Every client is unique and will have:

  • specific genes and muscle physiology that respond to certain stimuli better than others
  • specific metabolic functions that treat food in a different way to others
  • a specific balance of neurochemicals and brain activity that makes them motivated in a certain way
  • specific times through the day when their body will respond better or worse to food, movement, sleep and work
  • a specific reason why and where their body holds fat, and releases fat in a way that’s healthy for them.

A person’s epigenetics – their unique gene expression – will largely predetermine these factors, and they differ dramatically from person to person. The technology is now available to trainers to determine a client’s best movement, food type and timing, optimal method of motivation, and perfect time and conditions for sleep, all based on their epigenetic profile.

If you don’t know what their specific muscle physiology is like in conjunction with their unique chronobiology (optimal timing of activities for their body), you won’t realise that early morning HIIT training for one client, Jess, causes an unwanted spike in stress hormones at that time of day, and, for her, dysregulates insulin and blood sugar levels, resulting in weight gain or weight stability. For another client, Max, his body is super tolerant of stress at this time, has no issue with insulin and responds with significant body composition change.

Same training, different body, different results. Treat the person, rather than the goal. It turns out that Jess’s body needs late afternoon strength training to maximally stimulate weight loss in her body (for a number of complex physiological reasons), but unless you are assessing this, you will be guessing.

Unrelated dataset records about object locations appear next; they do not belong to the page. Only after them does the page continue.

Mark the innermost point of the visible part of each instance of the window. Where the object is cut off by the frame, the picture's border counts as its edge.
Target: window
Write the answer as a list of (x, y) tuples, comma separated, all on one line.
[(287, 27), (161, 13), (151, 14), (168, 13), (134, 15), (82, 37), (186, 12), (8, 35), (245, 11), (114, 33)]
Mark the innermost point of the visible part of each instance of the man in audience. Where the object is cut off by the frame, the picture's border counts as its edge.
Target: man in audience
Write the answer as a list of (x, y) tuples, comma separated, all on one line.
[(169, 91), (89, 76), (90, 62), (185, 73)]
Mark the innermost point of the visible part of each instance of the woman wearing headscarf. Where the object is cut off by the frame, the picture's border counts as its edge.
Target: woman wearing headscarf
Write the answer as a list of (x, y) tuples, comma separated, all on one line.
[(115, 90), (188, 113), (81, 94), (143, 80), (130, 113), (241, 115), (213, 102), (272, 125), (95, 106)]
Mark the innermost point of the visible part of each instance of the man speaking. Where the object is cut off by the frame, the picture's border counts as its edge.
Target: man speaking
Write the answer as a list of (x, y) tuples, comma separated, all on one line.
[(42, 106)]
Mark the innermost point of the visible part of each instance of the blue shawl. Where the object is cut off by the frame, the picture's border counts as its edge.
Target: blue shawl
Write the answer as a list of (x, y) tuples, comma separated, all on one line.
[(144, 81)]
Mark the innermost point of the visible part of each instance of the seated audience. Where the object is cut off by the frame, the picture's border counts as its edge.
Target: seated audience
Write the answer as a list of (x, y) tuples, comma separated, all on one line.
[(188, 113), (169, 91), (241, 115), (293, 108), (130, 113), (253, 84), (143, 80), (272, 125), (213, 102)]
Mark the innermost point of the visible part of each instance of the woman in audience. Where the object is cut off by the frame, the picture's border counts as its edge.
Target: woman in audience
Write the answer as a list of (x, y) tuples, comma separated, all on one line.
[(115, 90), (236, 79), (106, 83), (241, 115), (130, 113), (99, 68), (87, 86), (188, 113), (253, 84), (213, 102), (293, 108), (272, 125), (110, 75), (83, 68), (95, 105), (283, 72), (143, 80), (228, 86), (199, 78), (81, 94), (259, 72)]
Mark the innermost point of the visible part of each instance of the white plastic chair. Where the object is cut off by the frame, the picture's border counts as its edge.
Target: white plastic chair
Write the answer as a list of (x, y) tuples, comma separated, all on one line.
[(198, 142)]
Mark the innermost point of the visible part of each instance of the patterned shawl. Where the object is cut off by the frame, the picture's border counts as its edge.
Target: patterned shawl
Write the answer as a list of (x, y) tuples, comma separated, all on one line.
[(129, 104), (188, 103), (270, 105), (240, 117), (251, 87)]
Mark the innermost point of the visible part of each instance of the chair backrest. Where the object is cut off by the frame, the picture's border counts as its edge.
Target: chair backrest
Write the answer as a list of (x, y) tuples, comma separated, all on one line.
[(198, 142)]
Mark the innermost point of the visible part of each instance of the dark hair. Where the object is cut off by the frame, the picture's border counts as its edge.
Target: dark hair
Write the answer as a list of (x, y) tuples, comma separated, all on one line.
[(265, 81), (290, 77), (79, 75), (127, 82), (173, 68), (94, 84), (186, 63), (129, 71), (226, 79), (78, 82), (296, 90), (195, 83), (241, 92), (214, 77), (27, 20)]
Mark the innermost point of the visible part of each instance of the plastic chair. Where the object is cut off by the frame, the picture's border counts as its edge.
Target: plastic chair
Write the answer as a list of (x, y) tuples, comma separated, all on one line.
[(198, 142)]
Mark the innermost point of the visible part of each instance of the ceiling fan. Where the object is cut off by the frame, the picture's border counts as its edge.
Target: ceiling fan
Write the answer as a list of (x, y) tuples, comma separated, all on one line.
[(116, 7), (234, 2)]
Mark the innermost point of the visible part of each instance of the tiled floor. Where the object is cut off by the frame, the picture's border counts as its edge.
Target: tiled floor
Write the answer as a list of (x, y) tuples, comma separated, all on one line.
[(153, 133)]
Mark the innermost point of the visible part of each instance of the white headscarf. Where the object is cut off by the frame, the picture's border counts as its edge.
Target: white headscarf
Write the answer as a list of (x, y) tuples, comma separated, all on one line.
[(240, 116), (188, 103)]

The same goes for food. Long term high protein for Max leads to results, whereas for Jess it’s associated with bowel disease(2,3) and increased risk of type 2 diabetes, plus weight maintenance, or short term loss, and big regain.

The same goes for motivation. Max wants to be your ‘best’ client ever and do anything to get results. Jess just wants to hang out with you and chat throughout her session. These preferences are built into their genetics and their health type, and your success in motivating them will be based on your understanding of how to use their preferences to their advantage.

If you don’t know the person, the generic weight loss program you provide may actually contribute to them being injured, unsatisfied, or completely turned off training altogether. In five years, we will all be talking about how generic programming is actually quite negligent. As a career trainer, you don’t want to be on the late adopter end of this fitness industry shift, and the personalised revolution has already begun.


  1. Non-responders and supervised aerobic training - here
  2. Red meat intake and risk of diabetes - here
  3. Higher protein diets can worsen insulin resistance - here

Dr Cam McDonald blends his background as a dietitian and exercise physiologist with his longstanding personal interest in health, and his passion for understanding the latest research in genetics and environmental influence on health. He is CEO of ph360 Australia, which uses epigenetics to personalise fitness and lifestyle.